Die Nachrichten von FreundInnen und Familie aus der Schweiz sind verschieden, manche witzeln übers Bunkern, andere sind stark verunsichert, was man noch darf und was nicht. Die Informationen des Bundesrates sind ähnlich wie die Informationen, die wir von der französischen Regierung hören. Dennoch stellen wir uns den Alltag in der Schweiz aufgrund der Informationen von FreundInnen und Familie drastischer vor als das, was wir hier in Frankreich erleben. Wir sehen nahezu keine Anzeichen, dass es einen Virus gibt. Die Menschen küssen sich weiterhin zur Begrüssung, gehen auf den Markt, drängeln sich an einem vorbei im Supermarkt, fassen Geld, Nahrungsmittel, Handy und manchmal auch ihr Gesicht (Nase, etwas zwischen den Zähnen hervorklauben) mit denselben Händen an – manchmal tragen sie dabei zwar Handschuhe, aber das ändert nichts. Die Schulen sind geschlossen und Veranstaltungen ab 1000 Personen sind abgesagt, aber davon merken wir nichts, weil wir nicht in dem Sinne an der Gesellschaft teilnehmen.

Mit meinen beiden Cousins, die in Reims und Toulouse wohnen, tauschen wir uns hin und wieder aus, bei ihnen klingt es sehr verschieden: sie hören von Leuten, die panisch reagieren und bunkern, die meisten versuchen aber, so normal wie möglich weiterzumachen.

Und wir? Wir ziehen uns ein Stück weit in unsere eigene Quarantäneblase zurück, achten unter Menschen (Supermarkt, Reception, Markt) auf Abstand, waschen uns die Hände, wenn wir können, andernfalls nutzen wir Händedesinfektionsgel. Nur geht das uns langsam aus.

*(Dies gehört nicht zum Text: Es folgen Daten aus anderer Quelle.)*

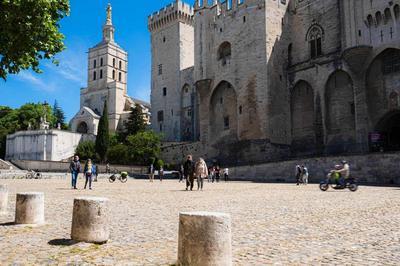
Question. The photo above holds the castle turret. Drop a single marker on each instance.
(172, 46)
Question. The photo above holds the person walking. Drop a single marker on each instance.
(181, 173)
(75, 168)
(226, 174)
(201, 173)
(96, 174)
(161, 173)
(298, 174)
(89, 171)
(189, 169)
(217, 173)
(151, 173)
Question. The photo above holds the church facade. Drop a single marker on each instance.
(261, 80)
(107, 81)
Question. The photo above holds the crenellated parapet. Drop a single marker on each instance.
(177, 11)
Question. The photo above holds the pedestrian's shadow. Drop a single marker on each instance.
(8, 224)
(62, 242)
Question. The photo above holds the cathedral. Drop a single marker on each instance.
(246, 81)
(107, 81)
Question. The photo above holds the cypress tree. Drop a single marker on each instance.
(135, 123)
(103, 134)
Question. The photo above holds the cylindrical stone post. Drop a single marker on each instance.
(204, 239)
(90, 220)
(3, 199)
(29, 208)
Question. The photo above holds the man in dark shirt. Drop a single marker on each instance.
(188, 171)
(75, 168)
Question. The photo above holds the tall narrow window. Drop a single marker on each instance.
(314, 37)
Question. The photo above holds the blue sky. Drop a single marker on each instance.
(83, 29)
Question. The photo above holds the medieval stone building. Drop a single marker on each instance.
(261, 80)
(107, 81)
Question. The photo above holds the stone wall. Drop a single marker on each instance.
(376, 168)
(54, 145)
(62, 167)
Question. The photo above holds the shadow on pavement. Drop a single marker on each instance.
(62, 242)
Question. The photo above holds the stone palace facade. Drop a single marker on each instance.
(260, 80)
(107, 81)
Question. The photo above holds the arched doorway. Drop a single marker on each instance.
(82, 128)
(389, 128)
(303, 118)
(382, 88)
(223, 113)
(340, 113)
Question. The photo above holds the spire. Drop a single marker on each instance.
(108, 29)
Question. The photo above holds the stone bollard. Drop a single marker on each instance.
(204, 239)
(3, 199)
(90, 220)
(29, 208)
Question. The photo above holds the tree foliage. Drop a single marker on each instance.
(103, 134)
(86, 150)
(29, 32)
(59, 116)
(135, 122)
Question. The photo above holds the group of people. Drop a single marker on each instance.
(90, 171)
(339, 174)
(191, 170)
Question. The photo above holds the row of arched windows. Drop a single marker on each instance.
(383, 18)
(102, 62)
(113, 75)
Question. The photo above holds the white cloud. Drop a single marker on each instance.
(37, 82)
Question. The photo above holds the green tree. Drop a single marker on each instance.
(103, 135)
(29, 32)
(135, 122)
(12, 120)
(86, 150)
(59, 115)
(143, 147)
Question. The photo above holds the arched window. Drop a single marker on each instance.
(314, 37)
(396, 11)
(388, 16)
(290, 48)
(378, 17)
(224, 52)
(370, 20)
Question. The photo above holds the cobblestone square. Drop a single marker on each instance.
(271, 224)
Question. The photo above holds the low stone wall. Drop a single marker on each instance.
(63, 167)
(374, 168)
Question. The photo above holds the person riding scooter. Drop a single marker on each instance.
(344, 173)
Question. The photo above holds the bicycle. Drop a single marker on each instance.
(123, 177)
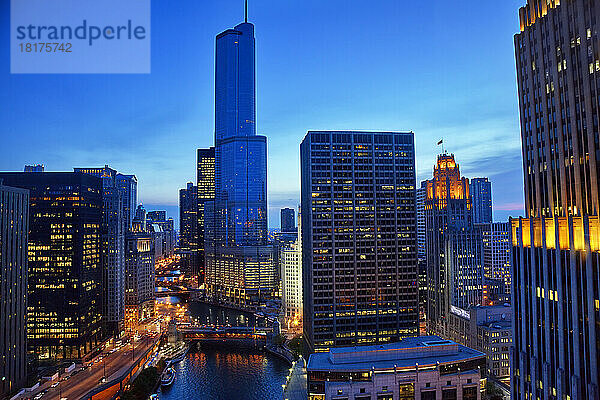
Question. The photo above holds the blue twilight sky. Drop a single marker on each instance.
(438, 68)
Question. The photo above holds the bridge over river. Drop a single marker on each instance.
(241, 334)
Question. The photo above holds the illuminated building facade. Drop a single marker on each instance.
(206, 192)
(14, 226)
(454, 265)
(480, 190)
(139, 275)
(556, 273)
(156, 216)
(288, 220)
(128, 187)
(487, 329)
(496, 252)
(240, 266)
(416, 368)
(188, 228)
(113, 247)
(290, 259)
(359, 238)
(163, 233)
(422, 255)
(64, 306)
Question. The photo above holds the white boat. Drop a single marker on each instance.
(168, 377)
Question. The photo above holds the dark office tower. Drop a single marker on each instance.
(34, 168)
(496, 252)
(288, 220)
(157, 216)
(556, 272)
(421, 237)
(454, 265)
(113, 247)
(128, 186)
(139, 274)
(422, 255)
(14, 225)
(359, 238)
(481, 197)
(206, 192)
(239, 262)
(188, 227)
(188, 238)
(64, 305)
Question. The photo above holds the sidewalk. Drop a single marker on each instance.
(296, 388)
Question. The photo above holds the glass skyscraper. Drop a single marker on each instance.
(239, 263)
(481, 198)
(556, 248)
(359, 238)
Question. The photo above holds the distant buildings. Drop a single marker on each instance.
(496, 252)
(34, 168)
(139, 274)
(487, 329)
(14, 226)
(162, 231)
(240, 268)
(127, 185)
(422, 255)
(556, 278)
(206, 192)
(424, 368)
(291, 277)
(454, 264)
(64, 319)
(288, 220)
(359, 238)
(188, 228)
(114, 222)
(481, 197)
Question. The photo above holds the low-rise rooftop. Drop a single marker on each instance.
(421, 350)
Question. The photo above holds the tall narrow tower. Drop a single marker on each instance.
(239, 263)
(556, 263)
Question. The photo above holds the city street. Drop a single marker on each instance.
(109, 364)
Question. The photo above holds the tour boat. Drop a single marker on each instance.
(167, 377)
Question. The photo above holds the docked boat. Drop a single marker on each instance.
(168, 377)
(180, 355)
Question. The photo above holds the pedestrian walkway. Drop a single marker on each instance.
(296, 386)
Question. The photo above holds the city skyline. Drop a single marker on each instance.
(174, 104)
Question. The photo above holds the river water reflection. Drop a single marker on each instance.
(226, 372)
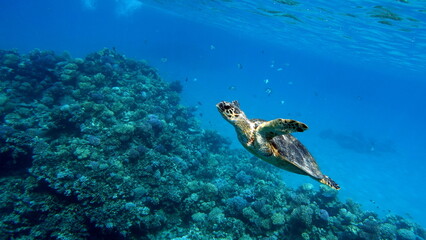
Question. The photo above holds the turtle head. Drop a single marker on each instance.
(230, 111)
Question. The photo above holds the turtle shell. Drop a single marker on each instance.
(295, 153)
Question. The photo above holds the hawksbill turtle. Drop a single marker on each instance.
(272, 142)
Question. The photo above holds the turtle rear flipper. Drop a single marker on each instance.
(280, 126)
(329, 182)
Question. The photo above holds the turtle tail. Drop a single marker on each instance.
(329, 182)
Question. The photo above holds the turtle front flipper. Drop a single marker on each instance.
(280, 126)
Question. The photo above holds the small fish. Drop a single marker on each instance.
(268, 91)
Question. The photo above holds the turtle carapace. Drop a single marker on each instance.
(272, 142)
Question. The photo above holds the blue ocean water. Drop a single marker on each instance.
(354, 71)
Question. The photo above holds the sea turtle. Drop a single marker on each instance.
(272, 142)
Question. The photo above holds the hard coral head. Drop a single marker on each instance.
(230, 110)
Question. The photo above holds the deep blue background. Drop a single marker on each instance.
(378, 102)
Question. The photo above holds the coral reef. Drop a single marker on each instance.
(100, 148)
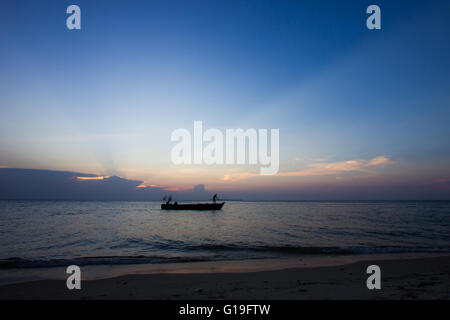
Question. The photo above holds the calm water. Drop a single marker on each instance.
(40, 234)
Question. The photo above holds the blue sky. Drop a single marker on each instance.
(105, 99)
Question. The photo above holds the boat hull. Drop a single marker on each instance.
(193, 206)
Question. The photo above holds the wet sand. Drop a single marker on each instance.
(418, 278)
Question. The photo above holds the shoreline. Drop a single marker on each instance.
(404, 276)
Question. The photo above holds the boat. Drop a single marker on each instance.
(192, 206)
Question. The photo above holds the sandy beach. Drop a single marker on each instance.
(419, 278)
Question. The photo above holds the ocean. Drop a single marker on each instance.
(42, 234)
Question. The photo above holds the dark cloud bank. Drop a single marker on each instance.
(31, 184)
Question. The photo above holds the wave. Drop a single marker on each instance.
(245, 253)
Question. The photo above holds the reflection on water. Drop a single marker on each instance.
(46, 233)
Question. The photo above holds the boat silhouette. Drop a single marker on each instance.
(192, 206)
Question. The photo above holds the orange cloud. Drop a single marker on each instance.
(321, 169)
(144, 185)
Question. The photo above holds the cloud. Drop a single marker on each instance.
(321, 169)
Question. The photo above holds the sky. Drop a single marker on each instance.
(361, 113)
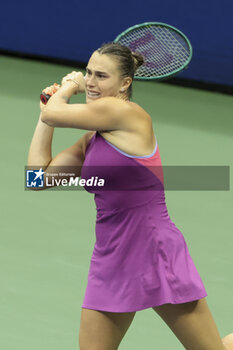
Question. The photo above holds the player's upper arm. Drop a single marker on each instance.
(107, 113)
(69, 161)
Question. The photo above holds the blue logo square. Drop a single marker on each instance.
(35, 178)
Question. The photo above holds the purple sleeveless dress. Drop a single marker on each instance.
(140, 258)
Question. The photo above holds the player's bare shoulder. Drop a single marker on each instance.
(140, 111)
(87, 137)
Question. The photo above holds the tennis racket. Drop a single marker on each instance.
(166, 50)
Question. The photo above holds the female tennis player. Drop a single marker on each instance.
(140, 259)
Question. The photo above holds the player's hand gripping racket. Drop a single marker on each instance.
(166, 50)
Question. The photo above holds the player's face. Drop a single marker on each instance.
(102, 77)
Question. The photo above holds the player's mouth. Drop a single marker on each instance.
(93, 94)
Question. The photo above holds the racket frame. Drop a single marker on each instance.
(165, 76)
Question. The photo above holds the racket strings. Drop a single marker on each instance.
(163, 49)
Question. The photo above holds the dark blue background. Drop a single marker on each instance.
(73, 29)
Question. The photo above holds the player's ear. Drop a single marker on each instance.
(126, 84)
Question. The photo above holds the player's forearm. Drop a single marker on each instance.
(40, 151)
(58, 103)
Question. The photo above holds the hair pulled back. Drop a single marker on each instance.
(128, 61)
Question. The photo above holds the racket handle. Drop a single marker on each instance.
(44, 98)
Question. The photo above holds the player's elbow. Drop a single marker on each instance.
(46, 117)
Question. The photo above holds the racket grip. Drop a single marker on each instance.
(44, 98)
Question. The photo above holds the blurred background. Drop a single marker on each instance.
(47, 237)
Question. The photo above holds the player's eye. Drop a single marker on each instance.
(101, 75)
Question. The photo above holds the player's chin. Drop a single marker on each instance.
(90, 99)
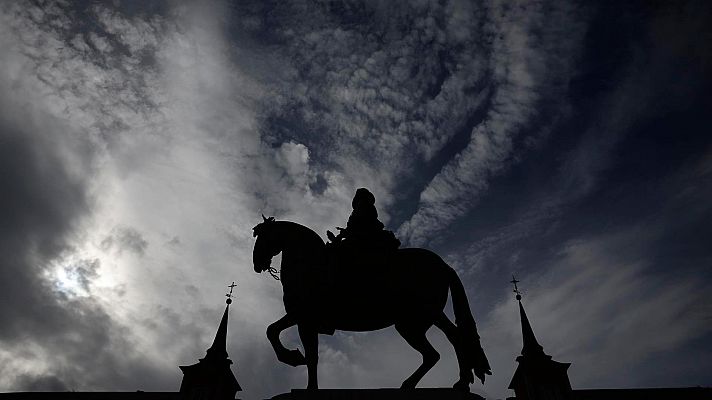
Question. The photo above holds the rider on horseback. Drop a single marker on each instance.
(363, 228)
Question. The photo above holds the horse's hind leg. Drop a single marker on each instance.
(310, 340)
(450, 330)
(414, 334)
(290, 357)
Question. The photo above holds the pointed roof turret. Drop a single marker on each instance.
(537, 377)
(211, 378)
(530, 347)
(219, 348)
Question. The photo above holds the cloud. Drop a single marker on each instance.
(604, 305)
(528, 70)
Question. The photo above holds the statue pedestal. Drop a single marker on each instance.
(378, 394)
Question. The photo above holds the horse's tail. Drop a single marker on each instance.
(467, 329)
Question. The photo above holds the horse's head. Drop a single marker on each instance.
(267, 245)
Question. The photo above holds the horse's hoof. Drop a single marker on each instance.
(461, 385)
(408, 384)
(294, 358)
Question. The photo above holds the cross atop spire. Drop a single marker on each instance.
(229, 295)
(531, 346)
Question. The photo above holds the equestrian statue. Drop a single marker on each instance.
(362, 281)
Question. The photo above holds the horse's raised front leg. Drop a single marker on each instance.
(309, 336)
(414, 334)
(290, 357)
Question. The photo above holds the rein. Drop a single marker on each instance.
(274, 272)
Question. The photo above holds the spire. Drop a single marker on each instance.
(537, 377)
(531, 347)
(218, 349)
(212, 378)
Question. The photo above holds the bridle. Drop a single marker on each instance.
(274, 272)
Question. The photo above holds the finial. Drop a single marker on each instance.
(229, 295)
(514, 281)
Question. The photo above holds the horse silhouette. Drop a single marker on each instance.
(324, 291)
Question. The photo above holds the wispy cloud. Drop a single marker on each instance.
(528, 71)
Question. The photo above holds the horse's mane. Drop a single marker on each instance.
(300, 233)
(296, 233)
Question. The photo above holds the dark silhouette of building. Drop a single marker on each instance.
(538, 377)
(212, 378)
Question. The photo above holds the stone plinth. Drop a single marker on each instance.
(378, 394)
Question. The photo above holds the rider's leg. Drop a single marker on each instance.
(310, 340)
(450, 330)
(290, 357)
(414, 334)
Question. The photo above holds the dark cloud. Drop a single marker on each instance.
(565, 142)
(127, 238)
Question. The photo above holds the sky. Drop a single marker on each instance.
(565, 142)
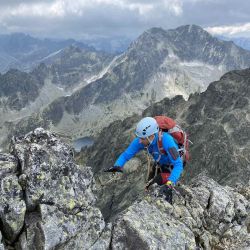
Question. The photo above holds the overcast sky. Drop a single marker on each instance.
(104, 18)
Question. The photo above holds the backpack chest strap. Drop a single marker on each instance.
(160, 144)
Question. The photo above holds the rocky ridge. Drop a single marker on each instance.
(47, 203)
(158, 64)
(217, 122)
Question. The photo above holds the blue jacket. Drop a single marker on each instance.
(167, 142)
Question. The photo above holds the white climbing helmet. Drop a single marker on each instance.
(146, 127)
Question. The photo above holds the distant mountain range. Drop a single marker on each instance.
(158, 64)
(243, 42)
(23, 52)
(217, 122)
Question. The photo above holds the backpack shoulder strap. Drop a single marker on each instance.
(159, 143)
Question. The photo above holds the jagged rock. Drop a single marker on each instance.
(144, 226)
(1, 245)
(12, 205)
(216, 221)
(57, 194)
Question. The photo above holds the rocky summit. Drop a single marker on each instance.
(47, 202)
(218, 124)
(157, 65)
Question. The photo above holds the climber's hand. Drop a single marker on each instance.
(113, 169)
(166, 191)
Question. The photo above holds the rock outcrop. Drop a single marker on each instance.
(217, 122)
(46, 199)
(47, 203)
(158, 64)
(203, 215)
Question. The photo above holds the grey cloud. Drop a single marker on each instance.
(110, 20)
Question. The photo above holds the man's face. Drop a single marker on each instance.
(146, 141)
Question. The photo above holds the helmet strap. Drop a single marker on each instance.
(150, 142)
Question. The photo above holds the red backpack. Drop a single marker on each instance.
(167, 124)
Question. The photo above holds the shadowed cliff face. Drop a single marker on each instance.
(47, 202)
(218, 123)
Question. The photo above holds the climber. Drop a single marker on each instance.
(167, 168)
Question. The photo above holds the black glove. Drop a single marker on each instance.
(113, 170)
(167, 192)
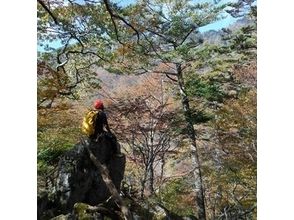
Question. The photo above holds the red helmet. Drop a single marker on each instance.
(98, 104)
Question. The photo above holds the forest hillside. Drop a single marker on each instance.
(180, 103)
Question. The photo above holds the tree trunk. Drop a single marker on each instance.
(150, 178)
(194, 150)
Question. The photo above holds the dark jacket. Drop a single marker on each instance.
(101, 122)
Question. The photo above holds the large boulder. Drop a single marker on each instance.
(80, 181)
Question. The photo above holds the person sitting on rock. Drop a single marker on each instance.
(101, 122)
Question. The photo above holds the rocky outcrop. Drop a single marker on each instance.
(80, 181)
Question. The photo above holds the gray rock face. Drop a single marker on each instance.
(80, 181)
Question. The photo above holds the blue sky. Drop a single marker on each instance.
(214, 26)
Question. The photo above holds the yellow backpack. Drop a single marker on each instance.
(88, 125)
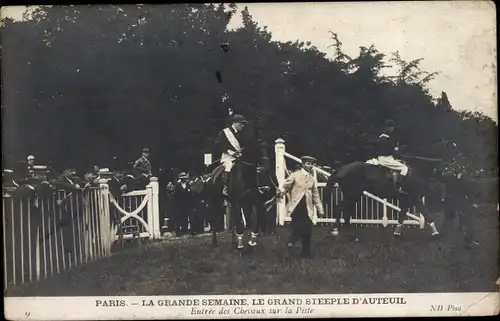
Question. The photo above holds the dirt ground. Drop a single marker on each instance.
(378, 263)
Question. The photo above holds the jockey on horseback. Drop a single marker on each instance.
(229, 147)
(385, 150)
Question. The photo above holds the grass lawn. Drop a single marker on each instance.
(378, 263)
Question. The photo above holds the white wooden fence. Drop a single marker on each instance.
(43, 237)
(370, 210)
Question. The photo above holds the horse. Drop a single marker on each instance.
(242, 191)
(356, 177)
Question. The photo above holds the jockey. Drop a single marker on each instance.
(385, 150)
(142, 166)
(304, 199)
(228, 145)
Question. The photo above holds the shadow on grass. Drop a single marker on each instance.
(377, 264)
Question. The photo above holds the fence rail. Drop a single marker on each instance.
(370, 209)
(44, 236)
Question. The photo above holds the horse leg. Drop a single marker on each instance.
(398, 231)
(465, 226)
(236, 216)
(347, 206)
(256, 224)
(336, 214)
(429, 218)
(350, 205)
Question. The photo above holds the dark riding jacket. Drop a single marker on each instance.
(385, 145)
(247, 142)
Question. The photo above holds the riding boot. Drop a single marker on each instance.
(253, 240)
(225, 181)
(306, 245)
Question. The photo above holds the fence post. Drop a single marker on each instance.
(385, 219)
(155, 206)
(106, 232)
(279, 149)
(422, 219)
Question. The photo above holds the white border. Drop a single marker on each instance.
(248, 306)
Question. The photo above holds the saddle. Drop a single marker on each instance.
(393, 175)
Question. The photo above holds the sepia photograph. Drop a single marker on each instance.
(250, 160)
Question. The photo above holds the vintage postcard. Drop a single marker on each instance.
(277, 160)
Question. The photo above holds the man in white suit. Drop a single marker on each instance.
(304, 198)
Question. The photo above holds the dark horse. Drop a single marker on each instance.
(242, 191)
(356, 177)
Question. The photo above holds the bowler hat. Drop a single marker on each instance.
(389, 123)
(308, 159)
(239, 119)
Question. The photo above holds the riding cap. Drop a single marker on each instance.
(239, 119)
(308, 159)
(389, 123)
(183, 175)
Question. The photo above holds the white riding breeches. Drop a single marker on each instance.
(228, 162)
(392, 163)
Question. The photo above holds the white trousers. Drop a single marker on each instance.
(228, 162)
(392, 163)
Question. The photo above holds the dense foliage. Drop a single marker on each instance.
(84, 84)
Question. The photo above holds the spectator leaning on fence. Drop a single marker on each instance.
(183, 202)
(304, 196)
(142, 166)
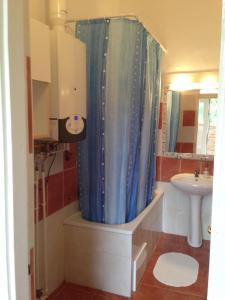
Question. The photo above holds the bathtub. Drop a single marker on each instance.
(112, 258)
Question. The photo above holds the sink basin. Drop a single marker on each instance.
(187, 183)
(196, 188)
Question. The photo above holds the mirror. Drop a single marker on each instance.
(190, 122)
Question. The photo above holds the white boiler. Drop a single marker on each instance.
(68, 87)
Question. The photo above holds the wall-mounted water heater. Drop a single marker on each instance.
(68, 85)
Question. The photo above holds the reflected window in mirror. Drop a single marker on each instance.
(190, 122)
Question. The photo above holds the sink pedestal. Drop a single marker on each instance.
(194, 237)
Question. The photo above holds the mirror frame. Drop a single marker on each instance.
(165, 91)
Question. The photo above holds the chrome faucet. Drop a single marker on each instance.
(196, 173)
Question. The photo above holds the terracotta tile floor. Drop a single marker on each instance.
(149, 288)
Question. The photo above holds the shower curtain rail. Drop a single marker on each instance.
(128, 16)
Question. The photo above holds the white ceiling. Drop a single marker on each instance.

In der Apotheke in Castelnaudary sagt die Apothekerin, es gibt kein Händedesinfektionsgel mehr. Händewaschen sei gerade so gut. Ich erkläre ihr unsere Situation und dass wir immer Gel mitführen würden, auch prä-Corona. Sie holt einen Computerausdruck hervor, sie könne uns die Zutaten verkaufen, damit wir selber Gel mischen könnten. Ich übersetze für Stefanie und schaue sie fragend an: Sie entscheidet in medizinischen Belangen. Sie nickt, warum nicht probieren. Die Frau erklärt uns alles sehr genau, wir fotografieren das Rezept, das übrigens von der WHO abgesegnet ist und tragen die vier Sachen nach Hause: Aloe Vera Gel, Alkohol, Lavendel- und Teebaumöl. Praktischerweise hat Stefanie eine Spritze dabei, so dass wir ziemlich genau abmessen können.